Armstead ruled that the amendment, offered by Minority Leader Tim Miley, D-Harrison, and other Democrats, was not germane to the bill.

In addition to suspending prevailing wage rates for five years, Miley's amendment would have required the business and economic research bureaus at Marshall and West Virginia universities to conduct an economic impact study to measure the effect of suspending prevailing wage.

"It's terribly disheartening we didn't have the discussion among the members on the need to have an economic impact study," Miley said afterward.

It marked the fourth time this session that the House has rejected requests for studies to determine the impact of repealing prevailing wage. Delegate Isaac Sponaugle, D-Pendleton, had made three motions, two in the Government Organization Committee - the only committee that reviewed the bill - and one on the House floor to require such study, and all were rejected.

"I think they're afraid of what the economic impact indicators will reveal," Miley said Tuesday. "That there won't be any meaningful difference in the costs of these public construction projects but that there will be substantial difference in the wages paid to employees who work on these projects."

In offering the amendment, Miley noted, "I don't think anyone can honestly say we expect wages to go up if we repeal prevailing wage."

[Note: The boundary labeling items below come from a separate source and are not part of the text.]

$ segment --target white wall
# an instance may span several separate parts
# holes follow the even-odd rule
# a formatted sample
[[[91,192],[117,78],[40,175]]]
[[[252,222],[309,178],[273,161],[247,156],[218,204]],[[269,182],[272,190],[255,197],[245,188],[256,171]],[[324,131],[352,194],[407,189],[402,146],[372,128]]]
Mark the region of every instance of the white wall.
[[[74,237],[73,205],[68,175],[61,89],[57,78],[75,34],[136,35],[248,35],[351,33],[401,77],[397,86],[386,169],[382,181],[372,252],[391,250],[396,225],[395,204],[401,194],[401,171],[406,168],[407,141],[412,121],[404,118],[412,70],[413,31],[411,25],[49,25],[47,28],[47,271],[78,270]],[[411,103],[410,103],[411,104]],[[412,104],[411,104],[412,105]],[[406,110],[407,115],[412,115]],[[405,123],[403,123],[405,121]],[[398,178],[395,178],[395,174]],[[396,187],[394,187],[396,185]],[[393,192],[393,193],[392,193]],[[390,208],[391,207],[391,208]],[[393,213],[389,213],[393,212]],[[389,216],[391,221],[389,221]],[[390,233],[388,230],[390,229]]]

He said that makes it imperative to verify that the repeal is producing savings to taxpayers, adding, "If the economic impact study shows we did the right thing, we can come back in and complete the elimination of prevailing wage."

After conferring at the podium for about seven minutes, Armstead ruled that the amendment was not germane because the purpose of the bill is an outright repeal of the law.

Enacted during the Great Depression to prevent out-of-state contractors that pay low wages to itinerant workers from low-bidding local contractors for state-funded construction projects, prevailing wage has been a target of the Legislature for the past two sessions.

Last session, legislators compromised on a bill to repeal prevailing wage, amending it to instead move authority for determining the wage rates from the state Division of Labor to WorkForce West Virginia and to eliminate prevailing wage for projects costing $500,000 or less.

However, WorkForce West Virginia researchers quickly drew the ire of legislative leaders with their decision to survey more than 3,700 state contractors to determine regional wage scales, a study that ultimately did not produce the reduction in wage rates that leadership had sought. As early as last July, Senate President Bill Cole, R-Mercer, began discussing prospects for an outright repeal of the law this session.

As part of the dispute over the wage rate calculations, the Joint Committee on Government and Finance voted last June not to extend the old prevailing wage rates, creating a three-month gap last year when prevailing wage was not in effect.

While only a handful of state-funded projects were bid out during the lapse, Miley said they did not produce significant cost savings - "Certainly, nothing like the 'five schools for the price of three' rhetoric," he said.

"The data doesn't back up the claim of taxpayer savings," Miley added.

The prevailing wage repeal bill advanced from the Government Organization Committee Jan. 20 on a party-line 15-9 vote and is expected to pass the House with a similar partisan vote.

Prevailing wage repeal is moving in tandem with a Senate bill to make West Virginia a right-to-work state, giving workers in union shops the option to not pay union dues (SB 1). That bill, which passed the Senate Jan. 21 on a party-line 17-16 vote, will be the subject of a House Judiciary Committee public hearing in House chambers at 8:30 a.m. Thursday.